I hope you are well,
that you are all well. And I hope Heaven will put it into your good brother's heart to send me that picture of the sister who is so much too good for him or anybody.
In the meantime, and always, God bless you. Ambrose Bierce.
My boy (who has been an angel of goodness to me in my illness) sends his love to you and all your people.
Angwin, Cal.,January 14,1893.
You see the matter is this way. You can't come up here and go back the same day at least that would give you but about an hour here. You must remain over night. Now I put it to you how do you think I'd feel if you came and remained over night and I, having work to do, should have to leave you to your own devices, mooning about a place that has nobody to talk to? When a fellow comes a long way to see me I want to see a good deal of him, however he may feel about it. It is not the same as if he lived in the same bailiwick and "dropped in." That is why, in the present state of my health and work, I ask all my friends to give me as long notice of their coming as possible. I'm sure you'll say I am right, inasmuch as certain work if undertaken must be done by the time agreed upon.
My relations with Danziger are peculiar as any one's relations with him must be. In the matter of which you wished to speak I could say nothing. For this I must ask you to believe there are reasons. It would not have been fair not to let you know, before coming, that I would not talk of him.
I thought, though, that you would probably come up to-day if I wrote you. Well, I should like you to come and pass a week with me. But if you come for a day I naturally want it to be an "off" day with me. Sincerely yours, Ambrose Bierce.
Angwin,January 23,1893.
I should have written you sooner; it has been ten whole days since the date of your last letter. But I have not been in the mood of letter writing, and am prepared for maledictions from all my neglected friends but you. My health is better. Yesterday I returned from Napa, where I passed twenty-six hours, buried, most of the time, in fog; but apparently it has not harmed me. The weather here remains heavenly. * * *
If I grow better in health I shall in time feel able to extend my next foray into the Lowlands as far as Oakland and Berkeley.
Here are some fronds of maiden-hair fern that I have just brought in. The first wild flowers of the season are beginning to venture out and the manzanitas are a sight to see.
With warmest regards to all your people, I am, as ever, your most unworthy uncle, Ambrose Bierce.
Angwin,February 5,1893.
What an admirable reporter you would be! Your account of the meeting with Miller in the restaurant and of the "entertainment" are amusing no end. * * * By the way, I observe a trooly offle "attack" on me in the Oakland Times of the 3rd (I think) * * * (I know of course it means me I always know that when they pull out of their glowing minds that old roasted chestnut about "tearing down" but not "building up" that is to say, effacing one imposture without giving them another in place of it.) The amusing part of the business is that he points a contrast between me and Realf (God knows there's unlikeness enough) quite unconscious of the fact that it is I and no other who have "built up" Realf's reputation as a poet published his work, and paid him for it, when nobody else would have it; repeatedly pointed out its greatness, and when he left that magnificent crown of sonnets behind him protested that posterity would know California better by the incident of his death than otherwise not a soul, until now, concurring in my view of the verses. Believe me, my trade is not without its humorous side.

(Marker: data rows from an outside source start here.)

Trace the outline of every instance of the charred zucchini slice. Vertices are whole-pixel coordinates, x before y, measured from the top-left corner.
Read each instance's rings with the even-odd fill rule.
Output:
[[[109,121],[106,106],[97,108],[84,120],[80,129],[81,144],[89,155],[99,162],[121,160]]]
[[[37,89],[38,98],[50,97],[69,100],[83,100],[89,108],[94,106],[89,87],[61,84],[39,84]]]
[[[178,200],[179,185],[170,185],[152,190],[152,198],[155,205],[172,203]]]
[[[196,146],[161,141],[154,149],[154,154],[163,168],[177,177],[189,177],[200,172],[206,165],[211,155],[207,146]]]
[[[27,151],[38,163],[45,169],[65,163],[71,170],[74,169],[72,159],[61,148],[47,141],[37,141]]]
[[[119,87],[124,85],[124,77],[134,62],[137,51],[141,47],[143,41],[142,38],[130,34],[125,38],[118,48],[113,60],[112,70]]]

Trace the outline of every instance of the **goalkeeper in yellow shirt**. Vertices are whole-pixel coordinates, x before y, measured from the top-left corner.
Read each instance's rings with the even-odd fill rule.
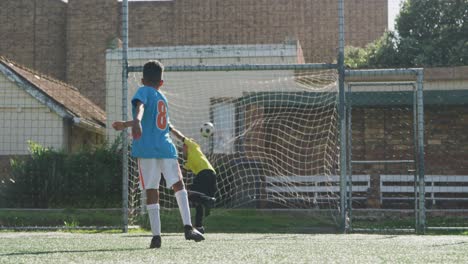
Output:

Leigh and I went down to the waterfall yesterday. It was almost grand greater than I had ever seen it and I took the liberty to wish that you might see it in that state. My wish must have communicated itself, somehow, though imperfectly, to Leigh, for as I was indulging it he expressed the same wish with regard to Richard.
I wish too that you might be here to-day to see the swirls of snow. It is falling rapidly, and I'm thinking that this letter will make its way down the mountain to-morrow morning through a foot or two of it. Unluckily, it has a nasty way of turning to rain.
My health is very good now, and Leigh and I take long walks. And after the rains we look for Indian arrow-heads in the plowed fields and on the gravel bars of the creek. My collection is now great; but I fear I shall tire of the fad before completing it. One in the country must have a fad or die of dejection and oxidation of the faculties. How happy is he who can make a fad of his work!
By
the way, my New York publishers (The United States Book Company) have failed, owing me a pot of money, of which I shall probably get nothing. I'm beginning to cherish an impertinent curiosity to know what Heaven means to do to me next. If your function as one of the angels gives you a knowledge of such matters please betray your trust and tell me where I'm to be hit, and how hard.